Abstract:
Banking sector enjoys loin share in financial sector of Pakistan and plays pivotal role in
financial intermediation. Considering the dominant share of banks in financial sector, we
analyzed the association between bank-based financial development and economic
growth in Pakistan. Banking deregulations have been implementing in Pakistan banking
sector since 1991 in order to improve the performance of the banking sector with the
realization that more efficient banking sector is beneficial to channelize the financial
resources optimally. During recent past, numerous banking reforms have been
implemented in this sector. Considering these facts, this study examined banking
efficiency and productivity during recent banking deregulations era. Moreover, this study
also evaluated the determinants of banking efficiency particularly the contagion effect of
global
financial
crisis
on
banking
efficiency.
To
find
out
financial
intermediation/development and economic growth nexus in Pakistan, this study used
annual data from 1973 to 2009. Three different measures of financial development
namely; ratios of M2/GDP, assets of banks/assets of banks plus SBP and banking sector
private credit/GDP are selected. Considering the nature of the data, time series
econometric techniques are exercised. Autoregressive Distributed Lag (ARDL) approach
to cointegration is used to assess long run and short run relationship. The empirical
findings highlight that bank-based financial development exerts positive on economic
growth in long run when one out of three indicators of financial development – ratio of
schedule banks’ assets to assets of scheduled banks plus assets of SBP, is used as an
explanatory variable. There is no constructive role of financial development for economic
growth of this country in the short run. This shows that there is weak supply-leading role
of financial development in Pakistan in the long run. Furthermore economic growth
positively contributes to economic growth in the long run when M2/GDP is used as a
measure of financial development, out of three measures. Hence, there is also weak
support for demand following hypothesis regarding finance – growth nexus for Pakistan
in the long run.
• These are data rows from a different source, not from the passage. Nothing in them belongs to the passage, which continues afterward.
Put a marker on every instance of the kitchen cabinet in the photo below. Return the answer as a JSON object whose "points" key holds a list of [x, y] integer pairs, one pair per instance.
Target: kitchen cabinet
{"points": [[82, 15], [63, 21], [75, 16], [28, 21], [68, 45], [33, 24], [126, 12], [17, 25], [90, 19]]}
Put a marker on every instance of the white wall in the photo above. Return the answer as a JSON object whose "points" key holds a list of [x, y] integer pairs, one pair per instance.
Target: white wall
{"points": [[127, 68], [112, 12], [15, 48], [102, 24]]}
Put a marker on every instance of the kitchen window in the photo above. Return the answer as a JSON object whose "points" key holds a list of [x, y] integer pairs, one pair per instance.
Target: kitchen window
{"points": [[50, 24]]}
This study also examined technical, pure technical and scale efficiency of
Pakistan banking sector during the period 2004–2009 by using non-parametric technique
– DEA. It is found that technical efficiency of this banking sector reduced during the
middle period i.e. in the years 2006 and 2007 but increasing trend prevailed in the
subsequent years. Scale inefficiency is the major reason for decreasing trend in technical
efficiency during 2006 and 2007 whereas pure technical efficiency remained ahead and
almost perpetuated throughout the analysis period. It can be concluded that in post
reforms periods, technical efficiency fluctuated in the middle period and once again
acquired increasing trend. This study also found that banking efficiency is sensitive to the
existing domestic macro-economic situation. The empirical analysis shows that banking
industry of this country remained safe from negative contagion effect of recent global
financial crisis. Moreover, diversification in banking income, market share with respect
to deposits and issuance of loans are positively associated with banking efficiency. In
addition to that, we evaluated productivity change in Pakistan banking sector during the
period 2004 – 2009 by using Malmquist productivity change indices. Empirical results
highlighted progressive trend in banking productivity during the analysis period and
efficiency change played constructive role in banking productivity change.